Monday, January 09, 2006

Home School

Brought to you by randomly firing synapses.

My parents told me a great many things when I was growing up. Most of the information was useful. In fact, I can’t think of much that wasn’t. (Okay, the part about broccoli being good simply is not true.) My folks are pretty dang sharp.
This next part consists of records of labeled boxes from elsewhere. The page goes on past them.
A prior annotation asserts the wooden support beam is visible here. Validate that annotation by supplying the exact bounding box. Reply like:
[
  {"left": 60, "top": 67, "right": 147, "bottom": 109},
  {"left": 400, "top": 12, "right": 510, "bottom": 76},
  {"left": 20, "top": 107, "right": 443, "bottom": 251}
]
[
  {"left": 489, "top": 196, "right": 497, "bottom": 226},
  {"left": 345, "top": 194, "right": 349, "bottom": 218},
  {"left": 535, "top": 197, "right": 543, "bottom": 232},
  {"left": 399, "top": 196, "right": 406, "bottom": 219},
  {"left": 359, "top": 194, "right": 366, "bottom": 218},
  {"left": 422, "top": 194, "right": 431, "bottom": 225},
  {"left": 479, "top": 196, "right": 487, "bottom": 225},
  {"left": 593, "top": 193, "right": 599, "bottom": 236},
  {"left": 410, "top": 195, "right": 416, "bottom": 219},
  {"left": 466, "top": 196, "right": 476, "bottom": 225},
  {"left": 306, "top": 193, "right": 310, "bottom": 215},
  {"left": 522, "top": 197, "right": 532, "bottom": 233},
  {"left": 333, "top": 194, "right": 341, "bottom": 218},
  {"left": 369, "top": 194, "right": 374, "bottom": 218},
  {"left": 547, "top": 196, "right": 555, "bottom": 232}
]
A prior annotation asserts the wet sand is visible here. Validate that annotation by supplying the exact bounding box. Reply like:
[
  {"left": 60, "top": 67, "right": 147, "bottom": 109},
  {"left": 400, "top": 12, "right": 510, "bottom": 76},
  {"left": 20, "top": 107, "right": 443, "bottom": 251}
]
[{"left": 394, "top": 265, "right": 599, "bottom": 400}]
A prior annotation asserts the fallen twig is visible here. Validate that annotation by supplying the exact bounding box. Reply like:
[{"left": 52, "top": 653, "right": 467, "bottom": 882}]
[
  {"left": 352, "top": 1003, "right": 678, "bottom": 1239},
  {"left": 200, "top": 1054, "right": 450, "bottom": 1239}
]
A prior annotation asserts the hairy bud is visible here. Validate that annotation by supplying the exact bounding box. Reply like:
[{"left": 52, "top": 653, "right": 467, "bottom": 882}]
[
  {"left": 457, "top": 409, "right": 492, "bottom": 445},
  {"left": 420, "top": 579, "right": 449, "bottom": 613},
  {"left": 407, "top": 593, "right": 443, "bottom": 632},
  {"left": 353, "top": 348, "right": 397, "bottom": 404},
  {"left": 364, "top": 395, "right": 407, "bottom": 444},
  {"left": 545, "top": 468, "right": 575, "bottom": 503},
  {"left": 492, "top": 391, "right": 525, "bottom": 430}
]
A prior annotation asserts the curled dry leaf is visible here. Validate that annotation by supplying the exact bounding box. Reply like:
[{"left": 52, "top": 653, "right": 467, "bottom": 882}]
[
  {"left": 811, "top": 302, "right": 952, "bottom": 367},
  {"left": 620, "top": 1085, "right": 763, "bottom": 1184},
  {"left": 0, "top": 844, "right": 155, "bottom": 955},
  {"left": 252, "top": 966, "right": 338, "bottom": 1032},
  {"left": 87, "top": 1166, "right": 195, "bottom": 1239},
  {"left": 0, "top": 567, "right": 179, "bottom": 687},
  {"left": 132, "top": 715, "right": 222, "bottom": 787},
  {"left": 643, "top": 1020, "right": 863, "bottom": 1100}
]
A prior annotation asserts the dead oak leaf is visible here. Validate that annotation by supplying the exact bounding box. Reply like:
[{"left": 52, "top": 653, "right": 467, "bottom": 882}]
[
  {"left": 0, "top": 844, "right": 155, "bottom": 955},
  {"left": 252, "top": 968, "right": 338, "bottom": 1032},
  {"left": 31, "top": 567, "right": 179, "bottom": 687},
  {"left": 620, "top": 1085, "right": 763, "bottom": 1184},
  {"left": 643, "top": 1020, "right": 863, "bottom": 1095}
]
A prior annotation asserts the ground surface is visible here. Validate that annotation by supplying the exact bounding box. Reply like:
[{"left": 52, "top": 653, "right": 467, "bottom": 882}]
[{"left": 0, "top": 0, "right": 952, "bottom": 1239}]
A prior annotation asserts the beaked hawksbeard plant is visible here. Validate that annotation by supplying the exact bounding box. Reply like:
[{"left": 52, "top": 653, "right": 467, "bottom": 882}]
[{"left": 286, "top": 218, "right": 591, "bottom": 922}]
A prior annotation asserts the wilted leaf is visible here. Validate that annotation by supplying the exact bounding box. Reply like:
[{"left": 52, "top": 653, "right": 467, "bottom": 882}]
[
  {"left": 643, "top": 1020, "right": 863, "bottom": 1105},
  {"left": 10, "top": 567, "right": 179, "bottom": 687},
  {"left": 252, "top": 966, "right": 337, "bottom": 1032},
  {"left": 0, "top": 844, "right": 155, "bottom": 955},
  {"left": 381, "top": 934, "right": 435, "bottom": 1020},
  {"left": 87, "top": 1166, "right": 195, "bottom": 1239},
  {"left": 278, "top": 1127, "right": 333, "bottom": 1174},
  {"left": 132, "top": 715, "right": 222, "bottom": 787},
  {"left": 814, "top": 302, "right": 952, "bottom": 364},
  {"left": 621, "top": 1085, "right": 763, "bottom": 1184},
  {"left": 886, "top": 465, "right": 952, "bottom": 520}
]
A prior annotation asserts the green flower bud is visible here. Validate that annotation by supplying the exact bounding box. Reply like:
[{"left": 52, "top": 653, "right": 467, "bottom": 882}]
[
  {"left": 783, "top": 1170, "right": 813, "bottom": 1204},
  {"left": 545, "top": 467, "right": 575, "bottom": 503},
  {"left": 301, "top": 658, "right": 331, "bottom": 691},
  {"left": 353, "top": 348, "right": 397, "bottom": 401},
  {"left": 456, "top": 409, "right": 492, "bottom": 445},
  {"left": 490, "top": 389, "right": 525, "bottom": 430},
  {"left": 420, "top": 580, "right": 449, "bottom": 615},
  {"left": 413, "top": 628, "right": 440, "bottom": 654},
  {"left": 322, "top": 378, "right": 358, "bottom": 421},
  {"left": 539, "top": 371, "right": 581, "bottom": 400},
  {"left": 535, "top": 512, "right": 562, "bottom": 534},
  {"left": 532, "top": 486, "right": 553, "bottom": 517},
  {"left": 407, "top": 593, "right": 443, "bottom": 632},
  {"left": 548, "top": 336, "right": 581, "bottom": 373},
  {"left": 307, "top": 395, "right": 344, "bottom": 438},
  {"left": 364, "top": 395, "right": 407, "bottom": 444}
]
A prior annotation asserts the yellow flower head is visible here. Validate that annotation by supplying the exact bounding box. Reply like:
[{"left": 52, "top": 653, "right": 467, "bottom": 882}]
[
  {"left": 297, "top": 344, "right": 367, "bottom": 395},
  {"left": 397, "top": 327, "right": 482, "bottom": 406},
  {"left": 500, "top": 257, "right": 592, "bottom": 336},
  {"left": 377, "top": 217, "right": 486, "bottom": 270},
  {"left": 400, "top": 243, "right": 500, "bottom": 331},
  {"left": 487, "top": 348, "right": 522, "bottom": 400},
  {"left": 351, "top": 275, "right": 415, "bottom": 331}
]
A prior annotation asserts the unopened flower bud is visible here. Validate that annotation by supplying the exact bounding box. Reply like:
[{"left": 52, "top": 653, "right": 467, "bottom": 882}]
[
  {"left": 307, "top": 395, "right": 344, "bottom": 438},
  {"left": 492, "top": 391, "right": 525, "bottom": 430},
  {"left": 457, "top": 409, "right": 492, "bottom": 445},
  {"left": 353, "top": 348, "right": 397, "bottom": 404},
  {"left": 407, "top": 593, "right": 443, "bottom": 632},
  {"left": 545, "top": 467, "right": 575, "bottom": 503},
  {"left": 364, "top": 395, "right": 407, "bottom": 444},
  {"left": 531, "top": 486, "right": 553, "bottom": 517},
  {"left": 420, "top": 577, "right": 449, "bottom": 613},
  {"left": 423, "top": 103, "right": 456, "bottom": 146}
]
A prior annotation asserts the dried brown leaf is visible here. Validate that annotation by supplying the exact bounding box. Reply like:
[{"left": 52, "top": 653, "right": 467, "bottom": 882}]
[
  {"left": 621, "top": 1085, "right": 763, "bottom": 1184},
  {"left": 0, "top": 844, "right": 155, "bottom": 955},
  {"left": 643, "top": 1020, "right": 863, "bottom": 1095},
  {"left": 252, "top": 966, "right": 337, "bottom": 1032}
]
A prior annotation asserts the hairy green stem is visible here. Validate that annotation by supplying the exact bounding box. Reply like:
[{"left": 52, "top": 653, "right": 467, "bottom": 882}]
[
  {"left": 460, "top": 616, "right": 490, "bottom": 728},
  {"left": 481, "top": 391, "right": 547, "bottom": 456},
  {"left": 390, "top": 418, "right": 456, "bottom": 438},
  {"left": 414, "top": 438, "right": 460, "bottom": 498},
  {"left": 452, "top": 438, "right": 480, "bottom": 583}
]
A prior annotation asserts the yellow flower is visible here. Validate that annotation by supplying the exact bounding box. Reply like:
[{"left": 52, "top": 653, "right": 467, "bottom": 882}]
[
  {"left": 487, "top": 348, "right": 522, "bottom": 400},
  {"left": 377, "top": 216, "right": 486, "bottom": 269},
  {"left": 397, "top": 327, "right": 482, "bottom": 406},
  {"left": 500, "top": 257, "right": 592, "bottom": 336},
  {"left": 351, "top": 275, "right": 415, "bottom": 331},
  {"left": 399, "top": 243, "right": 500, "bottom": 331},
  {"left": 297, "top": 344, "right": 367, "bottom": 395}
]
Periodically, when I catch myself thinking or doing something a certain way, I remember where I learned it. Here are a few notions that have been knocking around in my head lately.

From Mom

  • Raise and lower a full glass slightly in time with your footsteps. The up-and-down motion will help neutralize the side-to-side sloshing, resulting in fewer spills. I think Mom learned this when she was a carhop at her local A&W trying not to spill root beer on her customers, but it works with hot tea, too.
  • Use your butter knife, not your fingers, to push food onto your fork.
  • If your date wants you to dress to match his car, he’s probably not your dream man.
  • Peanut butter gets bubblegum out of long hair. Mother Media should know; my grade school friends and I all had long hair, loved grape Bubble Yum, and lived on the windy plains of the wild west.
  • Cowboys don’t drink bathwater.
  • “Fingers in your ears!” Mom always said this to a carload of kids prior to shutting the doors to make sure no one’s fingers got crunched. It's good to know where your fingers are.
  • Tease gently or not at all.
  • Learn to golf and play bridge so you can socialize with business associates. I’ve learned both and needed neither, but I have learned the value of knowing which topics help keep water cooler banter alive.
  • Carry Kleenex in your purse. You never know when you’re going to need it.


From Dad

  • If you start to skid while driving a stick shift, put the vehicle in neutral. It’s easier to control when the gears aren’t engaged.
  • Use your wit to amuse, not to abuse. If you must snark, reserve it for the company of a few close friends whose discretion you trust.
  • Travel light. Actually, Dad was infamous for carrying this one to extremes. As a college student, he embarked on one weekend jaunt with friends with nothing more than clean socks in his suitcase.
  • Don’t send a letter you wouldn’t sign your name to. In other words, no anonymous rants to the editor of the local paper. No hate mail.
  • Green olives bob up and down in beer. Try it.
  • You don’t need a lot, you just need enough. Except when it comes to Christmas presents.
  • “I’ll give you $1000 to elope.” Dad said this to me when I was in junior high. Perhaps I had just mentioned having a crush on a boy, prompting jokes about the expense of paying for a daughter’s wedding. I thought $1000 an astronomical sum at the time and didn’t give the remark much thought until it came time to plan my actual wedding. Poor Dad! And he didn’t even like the groom. If there’s ever a Wedding 2.0, I’ll do my best to keep it under a grand.
  • Learn the rules of football so you’re not bored. Not only is this true, but if you’re actually into the game, you’re entitled to join in the chipping and dipping, too.
  • The snake is just as scared as you are. While intellectually Dad knew this to be true, in practice he was prone to jumping and hollering, a tradition I proudly uphold.


Today around the world: January 9 is both Balloon Ascension Day and National Clean Off Your Desk Day in the U.S. Then you send your desk detritus up up and away, right?

1 Comments:

Blogger Unknown said...

A BELATED HAPPY NEW YEAR! LMAO at "I'll give you $1,000 to elope." How funny!